The gay ban allows gays and lesbians to serve in the military, but only if they keep their sexual orientation secret.

“It directly counters this argument that ‘Don’t Ask, Don’t Tell’ allows us to have the highest-performing individuals,” Clayton Critcher, one of the study’s authors, told The Advocate. “It affects everyone around them and the general quality of performance.”

The researchers asked subjects to hold an eight to ten-minute conversation but to keep their sexuality quiet. They were then asked to complete a spatial reasoning test based on an Army intelligence test and to hold an exercise grip as long as possible.

While those who had concealed their sexuality were able to hold the exercise grip for an average of 11 seconds, the control group held it for an average of 23 seconds. The group asked to hide their sexuality also scored 20 per cent worse on the spatial reasoning test than the participants who were allowed to speak about their sexuality.

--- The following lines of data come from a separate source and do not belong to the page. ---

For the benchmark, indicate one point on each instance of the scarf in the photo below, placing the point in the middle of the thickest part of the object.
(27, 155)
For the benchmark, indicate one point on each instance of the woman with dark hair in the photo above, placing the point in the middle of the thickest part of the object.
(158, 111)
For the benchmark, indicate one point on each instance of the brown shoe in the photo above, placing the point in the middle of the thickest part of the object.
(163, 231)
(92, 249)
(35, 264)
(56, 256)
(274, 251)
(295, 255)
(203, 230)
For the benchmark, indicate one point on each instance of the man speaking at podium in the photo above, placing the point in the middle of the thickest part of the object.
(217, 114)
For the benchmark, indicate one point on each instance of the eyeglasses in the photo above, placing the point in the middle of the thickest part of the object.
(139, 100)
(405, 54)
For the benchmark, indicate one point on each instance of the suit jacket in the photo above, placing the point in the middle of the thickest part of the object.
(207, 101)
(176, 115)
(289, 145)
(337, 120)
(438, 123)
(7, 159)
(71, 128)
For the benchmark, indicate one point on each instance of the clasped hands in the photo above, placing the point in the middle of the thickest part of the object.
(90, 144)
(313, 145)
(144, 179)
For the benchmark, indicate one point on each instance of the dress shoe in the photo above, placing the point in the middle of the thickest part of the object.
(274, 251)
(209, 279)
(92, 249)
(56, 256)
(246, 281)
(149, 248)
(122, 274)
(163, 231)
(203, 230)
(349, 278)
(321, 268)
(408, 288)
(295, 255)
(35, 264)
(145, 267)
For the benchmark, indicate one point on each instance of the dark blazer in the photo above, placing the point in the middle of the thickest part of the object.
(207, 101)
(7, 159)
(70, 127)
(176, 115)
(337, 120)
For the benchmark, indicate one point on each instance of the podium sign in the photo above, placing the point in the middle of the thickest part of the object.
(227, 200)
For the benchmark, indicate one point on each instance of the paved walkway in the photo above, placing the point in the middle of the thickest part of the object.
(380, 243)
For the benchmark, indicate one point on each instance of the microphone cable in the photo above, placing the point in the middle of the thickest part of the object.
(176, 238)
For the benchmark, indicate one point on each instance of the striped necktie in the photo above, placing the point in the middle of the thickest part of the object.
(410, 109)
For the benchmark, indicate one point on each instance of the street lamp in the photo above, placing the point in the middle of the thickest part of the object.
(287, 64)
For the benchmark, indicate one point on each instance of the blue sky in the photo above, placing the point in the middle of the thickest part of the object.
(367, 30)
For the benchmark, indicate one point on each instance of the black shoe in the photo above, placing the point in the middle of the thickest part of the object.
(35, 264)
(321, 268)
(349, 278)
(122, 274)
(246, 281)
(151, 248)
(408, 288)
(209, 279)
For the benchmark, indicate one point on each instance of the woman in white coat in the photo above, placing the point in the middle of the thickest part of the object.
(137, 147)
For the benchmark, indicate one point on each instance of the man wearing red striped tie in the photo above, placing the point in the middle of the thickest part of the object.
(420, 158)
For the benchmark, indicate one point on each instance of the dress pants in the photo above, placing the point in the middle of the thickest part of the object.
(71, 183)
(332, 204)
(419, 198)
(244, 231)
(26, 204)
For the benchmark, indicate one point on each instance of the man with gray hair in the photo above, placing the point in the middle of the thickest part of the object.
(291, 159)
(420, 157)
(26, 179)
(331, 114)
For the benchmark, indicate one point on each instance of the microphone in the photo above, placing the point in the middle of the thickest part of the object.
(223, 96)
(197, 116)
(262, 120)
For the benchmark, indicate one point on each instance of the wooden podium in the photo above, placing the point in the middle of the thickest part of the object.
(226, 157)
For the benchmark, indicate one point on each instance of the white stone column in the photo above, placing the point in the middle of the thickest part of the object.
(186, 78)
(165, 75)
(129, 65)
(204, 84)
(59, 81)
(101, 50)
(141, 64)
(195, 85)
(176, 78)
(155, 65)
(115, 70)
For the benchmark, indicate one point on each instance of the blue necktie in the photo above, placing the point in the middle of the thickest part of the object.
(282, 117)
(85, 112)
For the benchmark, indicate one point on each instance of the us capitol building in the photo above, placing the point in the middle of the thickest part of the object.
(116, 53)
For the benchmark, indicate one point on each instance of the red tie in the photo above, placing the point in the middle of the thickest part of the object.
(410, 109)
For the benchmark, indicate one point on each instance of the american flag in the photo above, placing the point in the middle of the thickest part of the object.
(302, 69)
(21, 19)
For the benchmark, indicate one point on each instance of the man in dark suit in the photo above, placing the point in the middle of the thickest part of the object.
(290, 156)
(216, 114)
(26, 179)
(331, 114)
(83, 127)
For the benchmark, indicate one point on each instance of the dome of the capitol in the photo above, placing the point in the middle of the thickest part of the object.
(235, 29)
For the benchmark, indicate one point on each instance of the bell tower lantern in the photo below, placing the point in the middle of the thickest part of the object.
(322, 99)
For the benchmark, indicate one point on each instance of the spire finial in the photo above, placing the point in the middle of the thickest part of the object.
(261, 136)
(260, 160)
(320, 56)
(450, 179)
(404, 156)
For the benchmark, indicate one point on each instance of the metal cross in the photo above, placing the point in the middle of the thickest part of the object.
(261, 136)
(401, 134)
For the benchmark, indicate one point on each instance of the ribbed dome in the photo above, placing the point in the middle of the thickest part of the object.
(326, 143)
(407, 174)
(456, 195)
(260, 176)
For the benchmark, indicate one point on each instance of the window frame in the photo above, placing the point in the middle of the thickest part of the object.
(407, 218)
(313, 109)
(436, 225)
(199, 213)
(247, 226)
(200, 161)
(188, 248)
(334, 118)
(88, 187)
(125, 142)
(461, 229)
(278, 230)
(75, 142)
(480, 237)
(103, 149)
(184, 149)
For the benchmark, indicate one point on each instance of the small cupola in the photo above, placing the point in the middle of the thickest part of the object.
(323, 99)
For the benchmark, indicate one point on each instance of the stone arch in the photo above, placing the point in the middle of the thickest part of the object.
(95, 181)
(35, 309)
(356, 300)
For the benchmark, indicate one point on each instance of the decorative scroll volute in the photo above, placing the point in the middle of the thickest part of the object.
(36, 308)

It was found that the effect was clear even if the participants talked about subjects completely unrelated to relationships or family life.

The researchers stressed that the effect was not due to “mental anguish” caused by hiding sexuality. Rather, they argued that hiding it requires monitoring one’s actions and social environment, which leads to depleted mental resources.

They suggested thinking of the mind in terms of a battery, so those who used mental resources to hide their sexuality subsequently performed worse on tests, even those which required physical endurance as mental resources are still needed to continue.